First-principles study of phase stability, electronic and mechanical properties of plutonium sub-oxides

Abstract

The formation energies (ΔH_f) of fluorite PuO₂, α-Pu₂O₃ and sub-oxides PuO_2−x (0.0 < x < 0.5) are determined from atomic scale simulations based on density functional theory (DFT) employing the generalised gradient approximation (GGA) corrected with an effective Hubbard parameter (U_eff). The variation of structural and electronic properties of PuO₂ and α-Pu₂O₃ is determined while ramping up U_eff from 0 eV to 5 eV (U_eff-ramping method) to treat the presence of metastable magnetic states and to determine the most suitable U_eff value matching the experiments.

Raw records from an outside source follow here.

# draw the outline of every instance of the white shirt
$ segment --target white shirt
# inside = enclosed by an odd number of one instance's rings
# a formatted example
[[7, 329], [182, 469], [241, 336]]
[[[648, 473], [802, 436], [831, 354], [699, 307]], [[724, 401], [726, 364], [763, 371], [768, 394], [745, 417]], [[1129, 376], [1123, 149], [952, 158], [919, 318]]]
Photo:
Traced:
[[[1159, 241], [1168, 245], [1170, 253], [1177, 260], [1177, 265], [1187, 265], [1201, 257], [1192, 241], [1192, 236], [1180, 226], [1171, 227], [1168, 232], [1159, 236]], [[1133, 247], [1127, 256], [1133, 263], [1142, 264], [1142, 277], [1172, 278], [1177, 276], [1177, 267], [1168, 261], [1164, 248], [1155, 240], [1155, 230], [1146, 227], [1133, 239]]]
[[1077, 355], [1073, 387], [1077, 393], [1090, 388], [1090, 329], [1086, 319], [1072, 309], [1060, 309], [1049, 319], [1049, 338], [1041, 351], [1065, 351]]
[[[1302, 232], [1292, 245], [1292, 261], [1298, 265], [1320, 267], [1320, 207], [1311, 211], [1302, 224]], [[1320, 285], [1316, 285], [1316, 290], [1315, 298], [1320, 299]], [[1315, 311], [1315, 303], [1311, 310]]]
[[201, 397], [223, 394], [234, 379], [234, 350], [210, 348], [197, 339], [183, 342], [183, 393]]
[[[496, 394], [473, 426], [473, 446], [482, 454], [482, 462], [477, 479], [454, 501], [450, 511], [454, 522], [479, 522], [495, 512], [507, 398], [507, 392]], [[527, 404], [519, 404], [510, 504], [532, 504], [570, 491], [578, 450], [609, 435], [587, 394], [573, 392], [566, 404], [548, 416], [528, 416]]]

The GGA+U calculated lattice parameter variation as a function of stoichiometry (a(x)) for PuO_2−x shows a positive volume of relaxation and an almost linear variation presented by the relation a(x) = a₀ − 0.522738x, where a₀ is the equilibrium lattice parameter of PuO₂. The GGA+U calculated ΔH_f values of PuO_2−x lie above the tie line connecting the ΔH_f of PuO₂ and Pu₂O₃, and with decreasing O/Pu ratio, the stability of the sub-oxides increases. The crystal and electronic structure analysis of the oxygen vacancy in PuO₂ shows outward anisotropic relaxation of four Pu atoms around the vacancy site. The electronic charges within the Wigner–Seitz sphere around these Pu atoms show an overall gain of only (0.12–0.22)e per Pu atom, signifying an incomplete localization of charges. Finally, the GGA+U calculated single crystal elastic constant values decrease continuously with decreasing O/Pu ratio from 2.0 to 1.5. The rate of decrease of the average C₁₁ is almost 11–15 times higher compared to the rate of decrease of C₁₂ and C₄₄.